La tendencia desatada por la Administración de Donald Trump en EEUU de dar marcha atrás en políticas de diversidad, equidad e inclusión (DEI) —entre otras— llega a la City de Londres, donde tanto la Autoridad de Regulación Prudencial (PRA, por sus siglas en inglés) como la Autoridad de Conducta Financiera (FCA) han explicado hoy que no impondrán objetivos de este tipo. Además, abandonan sus planes de dar a conocer el nombre de empresas investigadas antes de saber las conclusiones.
En ambos casos, los dos reguladores aducen la falta de apoyo del sector (un eufemismo para referirse a la fuerte oposición que habían despertado ambas propuestas), al coste económico y al incremento de la burocracia que habría supuesto en un contexto en el que el Gobierno británico ha exigido a los diferentes organismos que traten de aligerar las diferentes normativa con el objetivo de impulsar la economía.
«Seguimos pensando que una atención adecuada en diversidad e inclusión en la cultura de las firmas que regulamos puede mejorar la gobernanza interna, la gestión del riesgo y la toma de decisiones», apunta la Autoridad de Regulación Prudencial, que justifica su «intención de no volver al asunto» en las «importantes reservas» escuchadas en la etapa de consultas y en la necesidad de «evitar la duplicación y los costes innecesarios» a la vista de la agenda legislativa que existe en el país en materia de planes de acción de género e informes sobre la brecha de remuneración por discapacidad y raza.

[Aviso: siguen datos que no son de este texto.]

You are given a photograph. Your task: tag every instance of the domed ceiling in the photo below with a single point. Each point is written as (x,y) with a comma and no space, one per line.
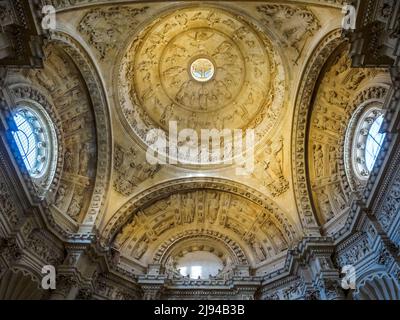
(213,66)
(204,68)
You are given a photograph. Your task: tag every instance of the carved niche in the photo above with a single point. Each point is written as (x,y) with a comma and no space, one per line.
(331,115)
(62,81)
(296,24)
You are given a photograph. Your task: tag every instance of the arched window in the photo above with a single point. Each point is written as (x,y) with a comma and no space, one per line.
(36,141)
(364,140)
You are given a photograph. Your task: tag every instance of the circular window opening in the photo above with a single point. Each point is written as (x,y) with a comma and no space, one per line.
(367,142)
(199,265)
(34,141)
(202,70)
(374,143)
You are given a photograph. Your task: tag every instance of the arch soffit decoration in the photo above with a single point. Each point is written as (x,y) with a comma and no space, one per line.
(236,251)
(101,111)
(303,102)
(68,5)
(162,190)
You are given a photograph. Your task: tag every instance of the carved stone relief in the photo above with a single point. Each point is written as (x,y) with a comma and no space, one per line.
(295,24)
(131,168)
(61,80)
(105,28)
(211,210)
(330,117)
(156,86)
(269,168)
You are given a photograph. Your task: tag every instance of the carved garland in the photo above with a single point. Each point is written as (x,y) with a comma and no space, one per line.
(122,216)
(299,136)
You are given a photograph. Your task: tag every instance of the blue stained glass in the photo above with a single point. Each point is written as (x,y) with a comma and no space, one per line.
(27,140)
(374,143)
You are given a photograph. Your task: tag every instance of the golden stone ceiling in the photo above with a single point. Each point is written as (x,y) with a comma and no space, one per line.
(157,85)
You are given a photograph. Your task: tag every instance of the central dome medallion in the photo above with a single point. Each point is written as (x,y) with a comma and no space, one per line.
(203,68)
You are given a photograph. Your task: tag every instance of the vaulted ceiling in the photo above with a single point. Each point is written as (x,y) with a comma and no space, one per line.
(116,71)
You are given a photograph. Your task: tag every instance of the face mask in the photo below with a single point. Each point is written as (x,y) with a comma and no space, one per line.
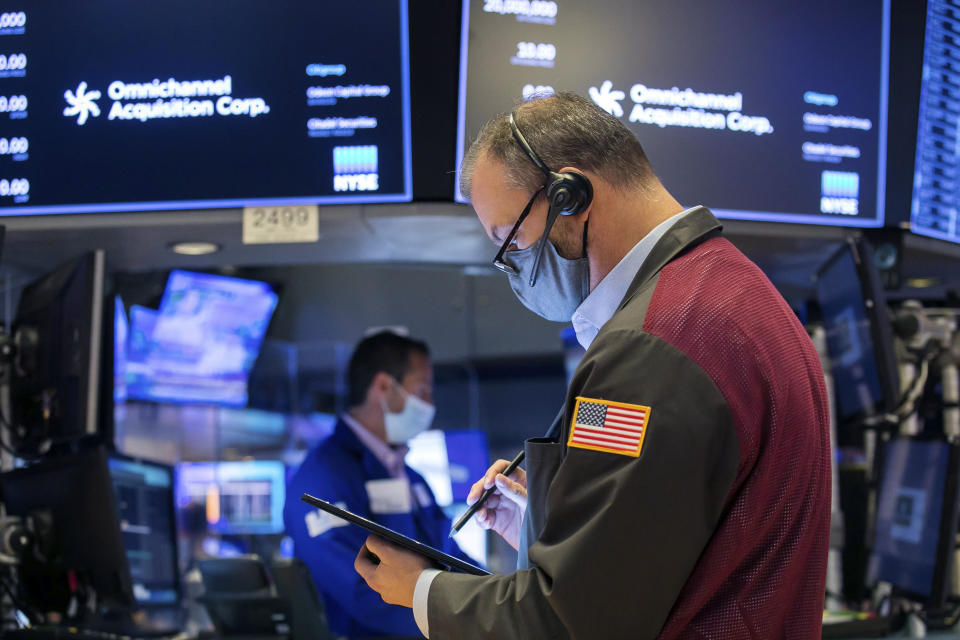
(416,416)
(561,284)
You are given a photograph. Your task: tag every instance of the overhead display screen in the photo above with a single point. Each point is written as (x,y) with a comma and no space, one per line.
(761,111)
(935,187)
(131,106)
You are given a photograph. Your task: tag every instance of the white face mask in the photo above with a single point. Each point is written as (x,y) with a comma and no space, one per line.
(416,416)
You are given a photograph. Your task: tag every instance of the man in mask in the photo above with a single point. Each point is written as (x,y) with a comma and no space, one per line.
(686,491)
(361,468)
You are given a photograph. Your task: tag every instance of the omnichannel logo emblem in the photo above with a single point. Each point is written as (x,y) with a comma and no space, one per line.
(81,103)
(169,98)
(840,192)
(355,168)
(675,107)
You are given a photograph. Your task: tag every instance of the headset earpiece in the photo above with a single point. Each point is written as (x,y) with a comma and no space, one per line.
(570,193)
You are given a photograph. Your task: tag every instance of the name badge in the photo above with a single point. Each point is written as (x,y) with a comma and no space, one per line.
(389,496)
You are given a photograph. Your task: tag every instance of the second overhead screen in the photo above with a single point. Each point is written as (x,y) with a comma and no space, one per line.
(769,111)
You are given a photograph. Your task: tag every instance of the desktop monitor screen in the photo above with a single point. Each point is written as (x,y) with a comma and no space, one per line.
(202,343)
(766,111)
(135,106)
(238,497)
(935,190)
(121,329)
(72,502)
(144,493)
(859,334)
(916,518)
(450,462)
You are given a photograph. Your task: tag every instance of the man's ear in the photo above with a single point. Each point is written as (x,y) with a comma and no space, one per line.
(379,387)
(584,215)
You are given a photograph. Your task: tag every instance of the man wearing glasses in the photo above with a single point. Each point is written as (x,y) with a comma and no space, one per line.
(688,494)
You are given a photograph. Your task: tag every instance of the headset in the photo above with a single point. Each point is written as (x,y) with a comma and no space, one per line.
(568,193)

La PRA está adscrita al Banco de Inglaterra y supervisa unas 1.500 entidades financieras, incluidos bancos y aseguradoras.
Evitar nuevas cargas
Respecto a los planes conocidos en la jerga de la City como name and shame, el máximo responsable de la Autoridad de Conducta Financiera, Nikhil Rathi, se ha referido al «amplio abanico de respuestas recibidas, a los desarrollos legislativos esperados y a evitar nuevas cargas en estos momentos» para explicar que tanto su organismo como la PRA «no tienen intención de llevarlos adelante». La FCA, con competencias sobre unas 50.000 firmas del sector financiero británico, impuso multas en 2024 por 176 millones de libras (209 millones de euros).
La medida, que finalmente no verá la luz, perseguía que las compañías relacionadas con el sector financiero fueran más proactivas para evitar ciertas conductas, pero habría supuesto señalar a las empresas como posibles autoras de malas prácticas sin haber concluido la investigación. «Seguiremos publicando [investigaciones sobre firmas reguladas] en circunstancias excepcionales, como hasta ahora», afirma Rathi.